Why Arabic LLMs fail in commercial use — a diagnosis
Why this deserves a diagnosis, not a complaint
As Annota8’s founder — and as a buyer of training-data services in prior roles, where we used V7, Kognic, and Scale AI as customers before building our own — I’ve watched the same pattern repeat with every new model wave. A lab announces an Arabic model that beats GPT-4 on ArabicMMLU by two points. A product team at a Gulf bank deploys it behind a customer-service bot. Three weeks later the support tickets arrive: replies sound stiltedly formal, the bot doesn’t understand “I want to switch to my other account” in dialect, and every time a product name appears in English the model hallucinates a reference number.
This isn’t a single failure story. It’s a structural gap in how Arabic LLMs are built and evaluated in 2024–2026. Below are the seven root causes I see most often, each with a practical recommendation.
Cause 1: training data is MSA, production is dialect
The bulk of Arabic text available at industrial scale — Wikipedia, cleaned Common Crawl, classical books, news — is Modern Standard Arabic (MSA). Customer conversations, WhatsApp messages pasted into a chatbot, social comments, even call-center transcripts — those are dialect.
Practical proportions I’ve measured on customer samples in 2025–2026 (internal estimates; vendors rarely disclose this breakdown):
| Variety | Share in typical Arabic-LLM training | Share in typical MENA production volume |
|---|---|---|
| MSA | 80–95% | 10–20% |
| Gulf | 1–5% | 25–40% |
| Egyptian | 2–6% | 20–35% |
| Levantine | 1–4% | 10–20% |
| Maghrebi | <1% | 5–15% |
A model trained on that mix behaves like an Arabic-major who graduated with honors from an international university and was then dropped into a Kuwait support desk. The language in its head is not the language in the street.

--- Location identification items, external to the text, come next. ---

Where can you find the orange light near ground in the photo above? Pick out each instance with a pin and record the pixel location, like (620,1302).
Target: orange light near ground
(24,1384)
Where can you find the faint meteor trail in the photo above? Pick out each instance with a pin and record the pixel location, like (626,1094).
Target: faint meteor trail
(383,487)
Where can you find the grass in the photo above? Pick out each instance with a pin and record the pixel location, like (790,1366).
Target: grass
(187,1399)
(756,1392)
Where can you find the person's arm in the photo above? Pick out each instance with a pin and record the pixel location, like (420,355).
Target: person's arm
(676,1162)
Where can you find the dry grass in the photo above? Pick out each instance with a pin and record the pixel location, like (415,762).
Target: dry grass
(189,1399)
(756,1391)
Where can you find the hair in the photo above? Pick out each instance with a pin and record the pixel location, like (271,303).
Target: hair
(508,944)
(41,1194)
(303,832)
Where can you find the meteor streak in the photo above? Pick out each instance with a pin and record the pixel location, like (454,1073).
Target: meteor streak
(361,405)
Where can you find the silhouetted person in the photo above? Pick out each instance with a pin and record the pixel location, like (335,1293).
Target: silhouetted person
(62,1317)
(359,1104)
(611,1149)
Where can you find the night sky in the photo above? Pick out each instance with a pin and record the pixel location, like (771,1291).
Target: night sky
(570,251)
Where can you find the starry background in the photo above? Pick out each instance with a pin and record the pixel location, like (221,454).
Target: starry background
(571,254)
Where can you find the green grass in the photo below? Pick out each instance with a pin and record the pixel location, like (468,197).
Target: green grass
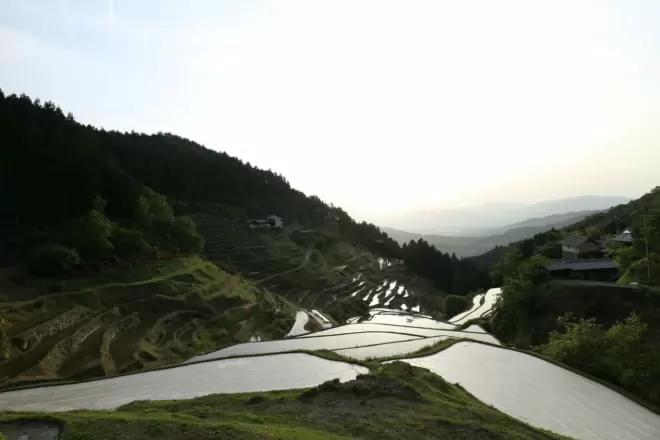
(397,401)
(151,315)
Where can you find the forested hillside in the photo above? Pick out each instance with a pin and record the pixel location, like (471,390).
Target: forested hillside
(608,330)
(124,251)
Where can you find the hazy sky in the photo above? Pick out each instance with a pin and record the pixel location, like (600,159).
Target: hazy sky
(376,106)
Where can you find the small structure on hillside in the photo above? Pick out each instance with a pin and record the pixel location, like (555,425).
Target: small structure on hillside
(575,247)
(270,222)
(592,270)
(625,237)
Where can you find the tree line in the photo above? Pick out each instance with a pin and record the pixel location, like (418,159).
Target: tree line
(54,173)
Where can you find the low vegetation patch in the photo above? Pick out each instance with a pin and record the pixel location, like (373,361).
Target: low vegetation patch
(396,401)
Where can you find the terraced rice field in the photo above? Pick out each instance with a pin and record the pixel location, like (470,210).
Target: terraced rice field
(542,394)
(276,372)
(523,386)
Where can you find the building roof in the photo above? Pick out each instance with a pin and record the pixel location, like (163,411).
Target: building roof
(581,265)
(574,240)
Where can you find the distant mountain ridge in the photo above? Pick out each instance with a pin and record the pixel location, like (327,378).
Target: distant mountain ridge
(467,246)
(495,218)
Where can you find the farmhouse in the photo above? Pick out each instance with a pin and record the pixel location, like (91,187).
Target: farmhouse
(576,247)
(270,222)
(593,270)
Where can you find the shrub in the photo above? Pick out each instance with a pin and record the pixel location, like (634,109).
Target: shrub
(91,234)
(129,243)
(52,260)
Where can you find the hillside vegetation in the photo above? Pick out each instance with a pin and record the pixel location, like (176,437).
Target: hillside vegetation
(126,251)
(464,246)
(609,331)
(397,401)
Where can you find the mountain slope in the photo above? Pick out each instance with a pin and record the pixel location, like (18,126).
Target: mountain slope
(125,251)
(464,246)
(480,219)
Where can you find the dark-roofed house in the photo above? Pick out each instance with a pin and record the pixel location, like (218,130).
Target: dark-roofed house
(624,237)
(575,247)
(594,270)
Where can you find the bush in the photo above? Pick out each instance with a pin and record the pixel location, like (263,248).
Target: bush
(91,234)
(129,243)
(455,304)
(52,260)
(624,353)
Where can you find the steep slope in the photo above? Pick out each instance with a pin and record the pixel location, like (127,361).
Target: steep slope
(125,251)
(396,402)
(471,221)
(469,246)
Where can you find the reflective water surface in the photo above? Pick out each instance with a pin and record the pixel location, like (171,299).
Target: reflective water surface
(542,393)
(276,372)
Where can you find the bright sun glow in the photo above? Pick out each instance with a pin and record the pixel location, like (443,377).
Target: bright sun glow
(376,106)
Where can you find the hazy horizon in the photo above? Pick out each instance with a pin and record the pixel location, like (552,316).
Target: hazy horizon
(375,106)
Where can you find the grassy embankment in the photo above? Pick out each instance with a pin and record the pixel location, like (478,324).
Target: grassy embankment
(130,319)
(160,313)
(396,401)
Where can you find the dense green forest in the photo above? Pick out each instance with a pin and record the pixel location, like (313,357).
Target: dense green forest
(74,192)
(609,331)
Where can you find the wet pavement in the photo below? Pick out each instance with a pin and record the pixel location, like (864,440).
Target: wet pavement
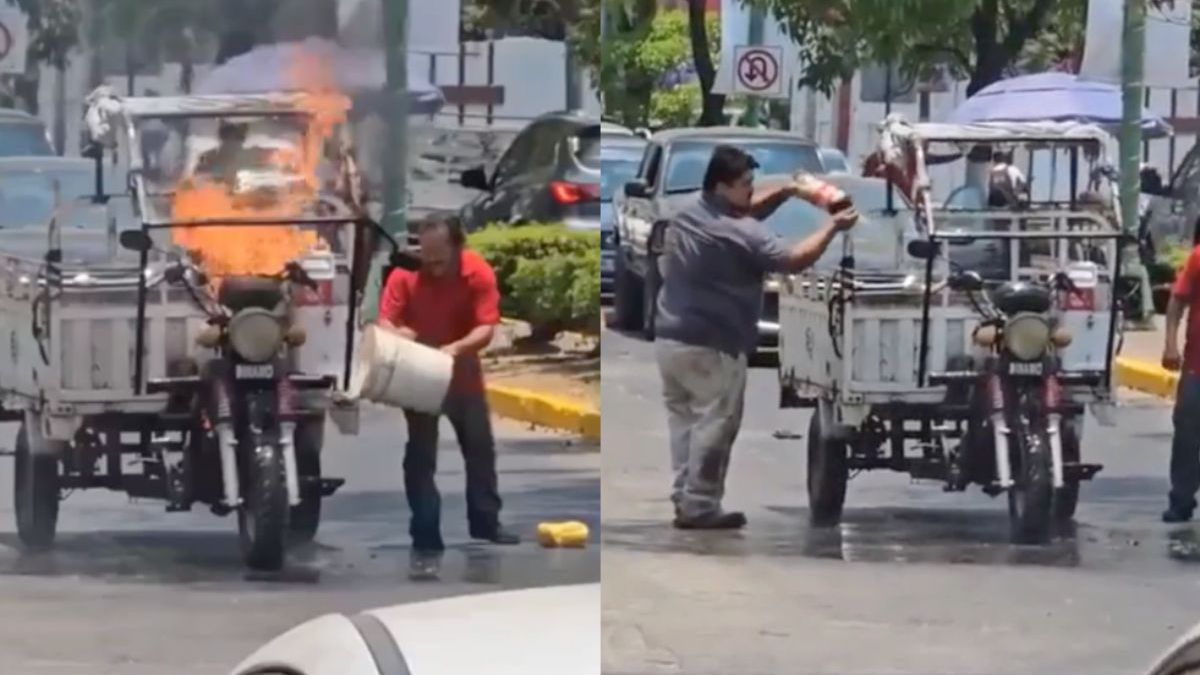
(913,581)
(132,590)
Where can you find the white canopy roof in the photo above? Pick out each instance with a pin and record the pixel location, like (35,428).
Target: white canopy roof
(233,103)
(993,132)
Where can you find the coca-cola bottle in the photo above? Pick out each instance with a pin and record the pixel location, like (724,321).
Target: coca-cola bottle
(821,193)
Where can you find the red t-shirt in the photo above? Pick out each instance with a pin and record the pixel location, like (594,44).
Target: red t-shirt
(444,310)
(1187,287)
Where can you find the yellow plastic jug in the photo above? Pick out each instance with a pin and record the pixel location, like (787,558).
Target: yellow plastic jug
(568,535)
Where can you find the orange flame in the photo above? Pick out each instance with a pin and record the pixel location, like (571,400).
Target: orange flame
(240,250)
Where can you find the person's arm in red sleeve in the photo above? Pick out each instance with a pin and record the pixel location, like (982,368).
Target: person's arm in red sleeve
(485,298)
(1181,298)
(391,305)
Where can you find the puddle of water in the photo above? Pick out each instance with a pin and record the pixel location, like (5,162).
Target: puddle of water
(919,536)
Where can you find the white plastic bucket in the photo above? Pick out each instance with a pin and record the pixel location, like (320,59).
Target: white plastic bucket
(393,370)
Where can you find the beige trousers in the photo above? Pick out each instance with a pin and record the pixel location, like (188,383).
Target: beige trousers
(705,393)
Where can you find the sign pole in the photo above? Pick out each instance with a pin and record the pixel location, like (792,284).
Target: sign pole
(756,30)
(1133,54)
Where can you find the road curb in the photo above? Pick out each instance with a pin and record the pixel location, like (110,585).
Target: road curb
(545,410)
(1147,377)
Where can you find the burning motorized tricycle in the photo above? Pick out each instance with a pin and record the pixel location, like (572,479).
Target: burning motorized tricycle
(973,357)
(207,338)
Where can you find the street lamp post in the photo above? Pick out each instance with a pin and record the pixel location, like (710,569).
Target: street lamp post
(395,165)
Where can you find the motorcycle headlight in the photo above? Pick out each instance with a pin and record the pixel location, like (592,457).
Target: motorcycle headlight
(256,334)
(1027,336)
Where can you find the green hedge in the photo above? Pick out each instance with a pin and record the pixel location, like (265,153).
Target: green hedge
(549,275)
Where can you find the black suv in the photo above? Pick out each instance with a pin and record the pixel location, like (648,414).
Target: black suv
(550,173)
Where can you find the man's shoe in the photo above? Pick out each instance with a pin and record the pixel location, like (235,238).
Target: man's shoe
(498,536)
(424,566)
(1176,515)
(719,520)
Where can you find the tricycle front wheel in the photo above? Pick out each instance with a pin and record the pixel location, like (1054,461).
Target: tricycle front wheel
(1031,497)
(35,493)
(828,473)
(263,517)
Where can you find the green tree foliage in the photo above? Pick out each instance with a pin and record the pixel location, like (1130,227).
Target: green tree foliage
(549,275)
(636,58)
(54,33)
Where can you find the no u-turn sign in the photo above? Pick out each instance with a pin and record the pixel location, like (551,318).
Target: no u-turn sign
(759,71)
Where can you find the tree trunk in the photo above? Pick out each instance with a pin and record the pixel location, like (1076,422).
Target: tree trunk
(984,73)
(27,89)
(713,105)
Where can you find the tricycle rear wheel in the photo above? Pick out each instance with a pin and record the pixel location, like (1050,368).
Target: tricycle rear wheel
(827,475)
(35,493)
(306,515)
(1067,497)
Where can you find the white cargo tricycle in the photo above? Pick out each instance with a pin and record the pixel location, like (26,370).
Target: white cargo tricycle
(972,360)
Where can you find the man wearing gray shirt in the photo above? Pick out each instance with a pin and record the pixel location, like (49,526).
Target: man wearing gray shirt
(717,254)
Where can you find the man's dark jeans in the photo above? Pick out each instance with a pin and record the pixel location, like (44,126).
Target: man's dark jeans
(1186,446)
(472,423)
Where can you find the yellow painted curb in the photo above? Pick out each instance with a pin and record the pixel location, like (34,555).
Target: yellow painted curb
(1145,376)
(545,410)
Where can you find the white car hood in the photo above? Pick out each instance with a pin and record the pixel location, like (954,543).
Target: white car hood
(553,631)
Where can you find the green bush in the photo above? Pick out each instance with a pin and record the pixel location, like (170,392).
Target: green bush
(549,275)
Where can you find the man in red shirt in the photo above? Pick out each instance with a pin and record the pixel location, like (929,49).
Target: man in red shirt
(453,303)
(1186,444)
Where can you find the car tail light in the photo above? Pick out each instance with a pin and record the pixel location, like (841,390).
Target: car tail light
(323,296)
(1051,394)
(574,192)
(1080,300)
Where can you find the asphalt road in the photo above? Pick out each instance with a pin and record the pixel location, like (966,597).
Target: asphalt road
(913,581)
(132,590)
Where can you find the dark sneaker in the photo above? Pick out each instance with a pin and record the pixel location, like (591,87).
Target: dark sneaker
(720,520)
(499,536)
(424,566)
(1176,515)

Recommendation: ask any model vendor to disclose dialect-family distribution. If they can’t, expect a meaningful production drop on dialect-heavy traffic — dialect-specific evals such as DialectalArabicMMLU and the UI-level ALLaM 34B evaluation show double-digit gaps between MSA and dialect performance.3
Cause 2: evals are translated from English MMLU, not built natively
Translated-MMLU style Arabic benchmarks — the predecessors to the native ArabicMMLU — were essentially direct translations of English MMLU. That creates three problems:
- Translation artifacts: an Arabic question about the US electoral system doesn’t measure understanding of an electoral system — it measures ability to back-translate.
- Cultural bias: topics around US law, US sports, US foods — not appropriate proxies for competence in regional Arabic.
- Possible leakage: the Arabic web contains translations of MMLU questions. A model trained on broad scrape may have seen the items verbatim.
ArabicMMLU (the native version by Koto et al. 2024) and ArabicMMLU-Pro tried to correct this by authoring native Arabic items from regional school exams across North Africa, Levant, and Gulf,2 but commercial reliance on the translated aggregate score persists in lab pitches.
Recommendation: build your own eval set — 200–500 native Arabic items from your industry context, labeled by a PhD linguist. That’s a truer signal than any public board.
Cause 3: low-quality SFT — “chosen” responses machine-translated
The typical SFT (Supervised Fine-Tuning) chain starts with an English instruction set (Alpaca, ShareGPT, Anthropic HH-RLHF) and machine-translates it to Arabic with NLLB or similar. The translated outputs are then used as “chosen” responses in SFT or DPO.4
What happens in production:
- The model learns a machine-translation style, not a native Arabic writer’s style
- Punctuation, tanwin usage, sentence length — all English wrapped in Arabic glyphs
- Technical terms are translated literally where the user expects the English term (“بطاقة الرسوميّات” instead of GPU)
A banking customer asking “what’s my balance” gets a reply that reads like 2018 Google Translate. That destroys trust before it destroys accuracy.
Recommendation: ask any vendor for SFT samples from your use case and have a human linguist score the “chosen” quality. A 300–500 sample is enough to judge.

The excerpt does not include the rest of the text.